Proposed methodology for building graphs, and thresholding connection density, based on the statistical properties of edges.

(A) Toy example demonstrating the proposed methodology. Connectivity matrices (r) are transformed to Z scores, accounting for edge df (here shown in matrix form), and subsequently to P values by comparison with the standard Normal distribution. These P values can then be adjusted for multiple comparisons. Edges can then be added to the growing network based on their P value, smallest P first, and built up to a given P value threshold. Here we use a FDR-adjusted P value threshold of 0.05.

(B) Demonstration of the approach shown in A for the clustering coefficient. The clustering coefficient was calculated after incremental addition of edges by P value, and plotted against the connection density. This was demonstrated for 3 subjects in cohort 2 with differing levels of artifact – high (orange), medium (dark blue) and low (light blue) – as estimated by the mean spike percentage (see Section 2.6 of the Methods). Graphs were built up to a FDR-adjusted P value of 0.05. The maximum P value across all edges in the network for each connection density is shown by the correspondingly colored dotted line. Cross-subject comparison can be conducted within the “comparison window” indicated.
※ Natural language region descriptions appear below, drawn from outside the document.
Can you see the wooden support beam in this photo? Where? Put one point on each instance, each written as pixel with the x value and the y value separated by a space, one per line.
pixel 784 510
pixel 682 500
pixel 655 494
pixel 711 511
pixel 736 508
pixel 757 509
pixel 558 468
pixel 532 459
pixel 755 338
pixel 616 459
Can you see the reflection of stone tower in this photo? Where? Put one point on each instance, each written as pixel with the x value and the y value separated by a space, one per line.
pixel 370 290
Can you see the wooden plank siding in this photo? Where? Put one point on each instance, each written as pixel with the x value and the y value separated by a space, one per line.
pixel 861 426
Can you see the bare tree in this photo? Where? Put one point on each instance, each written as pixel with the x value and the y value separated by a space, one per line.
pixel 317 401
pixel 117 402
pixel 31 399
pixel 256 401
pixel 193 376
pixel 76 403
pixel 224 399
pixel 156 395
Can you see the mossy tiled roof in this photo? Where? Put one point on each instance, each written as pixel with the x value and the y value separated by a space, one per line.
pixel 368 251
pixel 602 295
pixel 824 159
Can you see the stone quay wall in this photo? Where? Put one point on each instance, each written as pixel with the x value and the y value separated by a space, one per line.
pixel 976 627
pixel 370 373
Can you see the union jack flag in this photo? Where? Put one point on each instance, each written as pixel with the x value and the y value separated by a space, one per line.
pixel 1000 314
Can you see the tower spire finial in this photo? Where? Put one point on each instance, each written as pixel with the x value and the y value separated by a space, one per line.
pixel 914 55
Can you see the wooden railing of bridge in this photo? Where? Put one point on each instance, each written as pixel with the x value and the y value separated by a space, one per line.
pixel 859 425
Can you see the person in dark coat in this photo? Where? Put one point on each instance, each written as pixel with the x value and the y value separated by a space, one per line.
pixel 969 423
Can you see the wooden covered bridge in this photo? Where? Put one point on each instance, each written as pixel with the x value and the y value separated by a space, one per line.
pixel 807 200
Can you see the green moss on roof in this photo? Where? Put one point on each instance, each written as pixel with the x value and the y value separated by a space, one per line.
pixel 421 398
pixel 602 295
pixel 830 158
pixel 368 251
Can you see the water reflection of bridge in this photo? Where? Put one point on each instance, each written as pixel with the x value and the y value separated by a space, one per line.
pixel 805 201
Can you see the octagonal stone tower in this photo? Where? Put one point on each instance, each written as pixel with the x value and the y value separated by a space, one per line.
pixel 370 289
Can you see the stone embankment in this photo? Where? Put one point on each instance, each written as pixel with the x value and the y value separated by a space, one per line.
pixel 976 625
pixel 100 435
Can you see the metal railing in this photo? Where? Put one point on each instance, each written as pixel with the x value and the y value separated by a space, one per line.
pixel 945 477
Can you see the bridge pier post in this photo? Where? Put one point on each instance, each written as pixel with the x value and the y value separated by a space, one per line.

(C) The mean spike percentage plotted against the maximum connection density possible if the network is thresholded at FDR-adjusted P < 0.05, at wavelet scales 1–4 (j = 1, 0.13 < f < 0.25 Hz; j = 2, 0.06 < f < 0.13 Hz; j = 3, 0.03 < f < 0.06 Hz; j = 4, 0.02 < f < 0.03 Hz). (D) The clustering coefficient values in panel (B) re-plotted as a function of P value, demonstrating an alternate approach for cross-subject comparison of network measures.